On connaît bien la célèbre peinture à l’huile sur toile de Théodore Géricault (1791-1824). Mais Le Radeau de La Méduse cache une histoire réelle très sombre…
Un départ pour le Sénégal
En 1816, quatre navires sont affrétés en direction du Sénégal. Effectivement, l’Angleterre vient tout juste de redonner à la France les comptoirs et les établissements qu’elle possédait au pays. Parmi les bateaux, on retrouve la frégate La Méduse. On charge cette dernière de transporter le personnel administratif qui organisera la colonie, ainsi que des soldats et leur compagne, soit près de quatre cents passagers. On choisit pour diriger cette mission un capitaine aristocrate qui n’a pourtant pas commandé en mer depuis 25 ans : Duroy de Chaumareys.
Les erreurs du commandant Duroy de Chaumareys
Le commandant commet rapidement une première erreur. Il veut aller le plus vite possible et se retrouve bientôt isolé en mer… Effectivement, seul le navire Écho arrive à rester en vue.
De plus, malgré les conseils reçus sur le trajet à prendre pour éviter les ennuis, Duroy de Chaumareys n’en fait qu’à sa tête. Il traite ses officiers avec méprise et préfère écouter les conseils d’un passager du nom de Richefort, un explorateur qui prétend connaître la côte d’Afrique. Ils croient atteindre le cap Blanc le soir même, sans savoir qu’ils sont finalement beaucoup plus au nord… Le commandant dirige alors la frégate au sud-ouest, puis repique au sud-est. Cette manœuvre, convenue sur le trajet initial dès l’apparition du cap Blanc, intervient trop tôt. L’Écho tente de leur faire des signaux, en vain. Duroy de Chaumareys est sûr de son choix, tant et si bien qu’il omet de sonder la profondeur de l’eau…
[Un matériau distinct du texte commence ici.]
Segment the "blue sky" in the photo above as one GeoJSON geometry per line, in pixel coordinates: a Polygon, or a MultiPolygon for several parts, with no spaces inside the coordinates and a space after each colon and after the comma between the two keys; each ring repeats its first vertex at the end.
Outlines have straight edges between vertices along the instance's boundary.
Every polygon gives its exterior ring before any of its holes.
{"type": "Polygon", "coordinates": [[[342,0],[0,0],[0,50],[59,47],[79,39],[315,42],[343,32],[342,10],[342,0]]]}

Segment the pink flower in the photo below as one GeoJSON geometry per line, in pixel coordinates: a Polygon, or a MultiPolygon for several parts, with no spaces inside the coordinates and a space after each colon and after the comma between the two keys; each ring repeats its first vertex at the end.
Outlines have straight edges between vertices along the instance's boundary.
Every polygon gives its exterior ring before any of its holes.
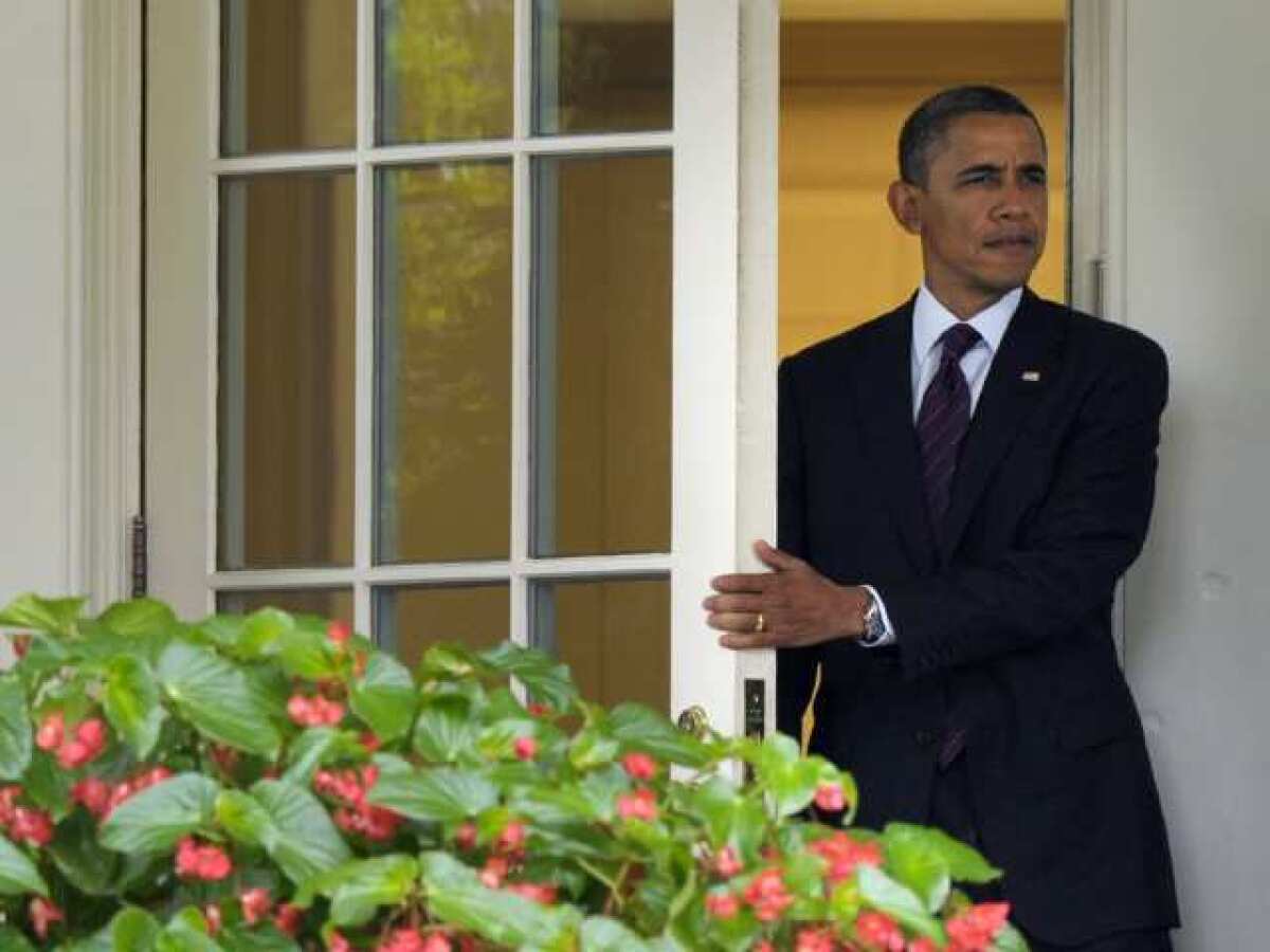
{"type": "Polygon", "coordinates": [[[648,787],[640,787],[631,793],[622,793],[617,797],[617,815],[624,820],[657,819],[657,793],[648,787]]]}
{"type": "Polygon", "coordinates": [[[657,760],[648,754],[627,754],[622,758],[622,768],[636,781],[650,781],[657,777],[657,760]]]}
{"type": "Polygon", "coordinates": [[[838,814],[846,810],[847,800],[842,793],[841,783],[822,783],[815,788],[815,806],[827,814],[838,814]]]}
{"type": "Polygon", "coordinates": [[[56,750],[62,745],[66,731],[66,718],[61,711],[48,715],[36,731],[36,746],[41,750],[56,750]]]}
{"type": "Polygon", "coordinates": [[[517,737],[512,749],[518,760],[532,760],[538,755],[538,741],[533,737],[517,737]]]}

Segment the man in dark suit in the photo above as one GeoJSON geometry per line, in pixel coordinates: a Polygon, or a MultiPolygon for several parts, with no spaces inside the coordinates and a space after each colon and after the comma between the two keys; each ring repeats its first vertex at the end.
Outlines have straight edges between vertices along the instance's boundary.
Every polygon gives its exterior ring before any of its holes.
{"type": "Polygon", "coordinates": [[[925,102],[888,193],[903,306],[780,369],[780,550],[709,623],[779,649],[777,724],[850,768],[862,825],[933,823],[1006,869],[1034,948],[1168,949],[1172,872],[1116,663],[1151,515],[1161,349],[1044,301],[1045,141],[986,86],[925,102]]]}

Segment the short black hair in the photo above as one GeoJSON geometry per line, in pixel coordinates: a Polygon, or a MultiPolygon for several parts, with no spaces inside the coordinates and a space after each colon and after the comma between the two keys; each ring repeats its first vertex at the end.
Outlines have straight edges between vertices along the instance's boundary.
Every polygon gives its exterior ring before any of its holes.
{"type": "Polygon", "coordinates": [[[913,109],[899,131],[899,178],[909,185],[926,185],[931,150],[942,141],[954,119],[974,113],[1026,116],[1045,146],[1045,131],[1036,114],[1013,93],[997,86],[954,86],[936,93],[913,109]]]}

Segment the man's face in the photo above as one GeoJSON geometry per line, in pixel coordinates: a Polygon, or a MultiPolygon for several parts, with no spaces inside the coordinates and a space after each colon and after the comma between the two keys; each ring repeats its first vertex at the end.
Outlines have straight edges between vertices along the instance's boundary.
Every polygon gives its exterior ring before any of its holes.
{"type": "Polygon", "coordinates": [[[1033,121],[954,119],[931,147],[928,169],[925,188],[908,187],[916,220],[904,223],[921,235],[931,291],[950,307],[977,307],[1024,284],[1045,248],[1049,208],[1045,149],[1033,121]]]}

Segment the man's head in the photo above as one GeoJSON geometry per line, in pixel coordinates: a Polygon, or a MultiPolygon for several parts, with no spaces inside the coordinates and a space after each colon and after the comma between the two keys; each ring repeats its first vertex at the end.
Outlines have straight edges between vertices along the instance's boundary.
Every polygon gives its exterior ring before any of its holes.
{"type": "Polygon", "coordinates": [[[888,202],[922,240],[926,281],[969,316],[1027,281],[1045,246],[1045,137],[1033,112],[992,86],[922,103],[899,135],[888,202]]]}

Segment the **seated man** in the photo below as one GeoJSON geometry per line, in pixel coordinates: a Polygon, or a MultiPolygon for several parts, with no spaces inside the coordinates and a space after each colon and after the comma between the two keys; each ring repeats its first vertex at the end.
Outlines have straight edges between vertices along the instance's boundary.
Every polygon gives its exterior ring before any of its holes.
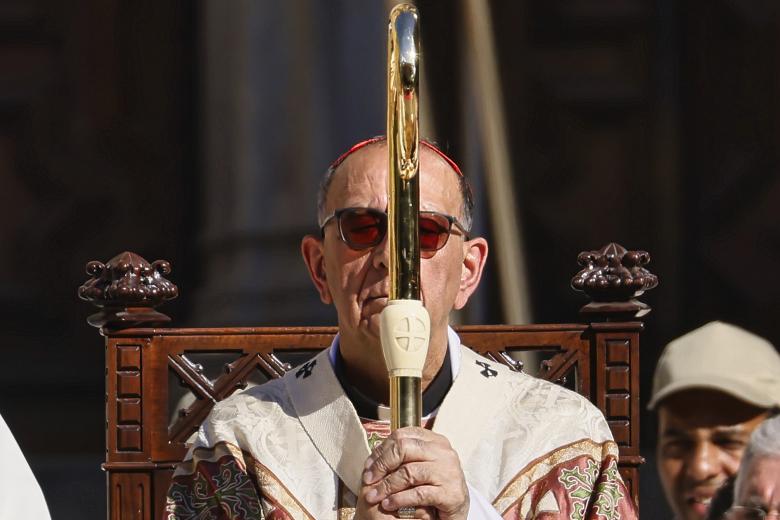
{"type": "Polygon", "coordinates": [[[780,416],[767,419],[750,436],[726,518],[780,518],[780,416]]]}
{"type": "Polygon", "coordinates": [[[391,434],[384,405],[387,146],[375,138],[328,170],[320,233],[301,245],[338,336],[285,377],[214,407],[175,473],[170,518],[636,518],[601,413],[478,356],[449,328],[488,246],[468,236],[473,203],[455,163],[429,143],[420,162],[425,428],[391,434]]]}
{"type": "Polygon", "coordinates": [[[736,474],[751,432],[780,407],[780,355],[743,329],[712,322],[664,349],[649,404],[658,472],[678,520],[702,520],[736,474]]]}

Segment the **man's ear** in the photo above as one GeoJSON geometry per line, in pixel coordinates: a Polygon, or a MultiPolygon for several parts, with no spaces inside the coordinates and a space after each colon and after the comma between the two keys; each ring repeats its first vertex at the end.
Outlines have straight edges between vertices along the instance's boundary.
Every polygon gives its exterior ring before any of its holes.
{"type": "Polygon", "coordinates": [[[460,274],[460,288],[455,297],[455,308],[462,309],[469,298],[477,290],[479,280],[482,278],[482,270],[487,262],[487,240],[477,237],[468,240],[463,245],[465,255],[460,274]]]}
{"type": "Polygon", "coordinates": [[[324,244],[322,240],[318,239],[314,235],[306,235],[301,240],[301,254],[303,255],[303,261],[306,262],[306,267],[309,270],[309,276],[311,281],[314,282],[314,287],[317,292],[320,293],[320,300],[322,303],[330,305],[333,303],[333,298],[330,295],[330,288],[328,287],[328,280],[325,275],[325,254],[323,251],[324,244]]]}

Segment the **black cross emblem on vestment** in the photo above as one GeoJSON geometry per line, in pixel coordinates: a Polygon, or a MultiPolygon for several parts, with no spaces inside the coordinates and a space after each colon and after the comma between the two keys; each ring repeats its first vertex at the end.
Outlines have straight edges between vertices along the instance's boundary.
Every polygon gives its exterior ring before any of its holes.
{"type": "Polygon", "coordinates": [[[312,361],[309,361],[305,365],[303,365],[301,368],[298,369],[298,371],[295,373],[295,377],[299,378],[303,376],[304,379],[309,377],[311,375],[311,369],[314,368],[314,365],[317,364],[317,360],[314,359],[312,361]]]}
{"type": "Polygon", "coordinates": [[[480,371],[480,374],[487,378],[496,377],[498,375],[498,370],[493,370],[490,368],[490,364],[485,363],[484,361],[477,361],[477,365],[484,368],[484,370],[480,371]]]}

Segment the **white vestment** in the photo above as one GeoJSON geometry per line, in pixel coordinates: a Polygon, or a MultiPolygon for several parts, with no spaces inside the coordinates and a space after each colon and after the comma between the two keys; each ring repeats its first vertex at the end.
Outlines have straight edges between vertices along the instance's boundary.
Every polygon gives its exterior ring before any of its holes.
{"type": "MultiPolygon", "coordinates": [[[[466,347],[459,355],[432,430],[500,517],[636,518],[597,408],[466,347]]],[[[215,405],[176,470],[168,518],[352,518],[370,454],[366,422],[323,351],[215,405]]]]}

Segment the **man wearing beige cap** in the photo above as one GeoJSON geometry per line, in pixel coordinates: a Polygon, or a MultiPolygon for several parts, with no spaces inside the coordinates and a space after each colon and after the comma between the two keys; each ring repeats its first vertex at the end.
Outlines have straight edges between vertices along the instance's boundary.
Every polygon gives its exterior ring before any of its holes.
{"type": "Polygon", "coordinates": [[[664,349],[648,408],[658,412],[658,471],[679,520],[702,520],[736,474],[753,430],[780,409],[780,354],[714,321],[664,349]]]}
Le 2 juillet 1816, La Méduse s’échoue fatalement sur le banc de sable d’Arguin qu’elle devait contourner. Les marins s’empressent de construire un radeau afin de déposer du matériel et alléger le navire. Mais au bout de trois jours d’immobilisation, une tempête se déclare. Le vent dégrade le navire et l’eau s’y infiltre rapidement.
Le commandant ordonne par conséquent qu’on évacue le navire. Erreur de nouveau ! Il ne le sait pas encore, mais La Méduse restera un long moment en dehors des flots. Les personnes restées à bord seront d’ailleurs secourues !
Bref, revenons à notre histoire… Il n’y a pas assez de chaloupes de sauvetage pour évacuer tout le monde… Cent cinquante soldats, femmes et enfants grimpent alors sur le radeau destiné au matériel. Les hommes s’éloignent, laissant sur La Méduse une soixantaine de personnes. La cohorte tente à partir de maintenant de rejoindre la terre ferme à quatre-vingts kilomètres de là. On attache le radeau incapable d’avancer seul aux chaloupes. Mais « accidentellement », le lien se rompt laissant le navire de fortune seul en pleine mer.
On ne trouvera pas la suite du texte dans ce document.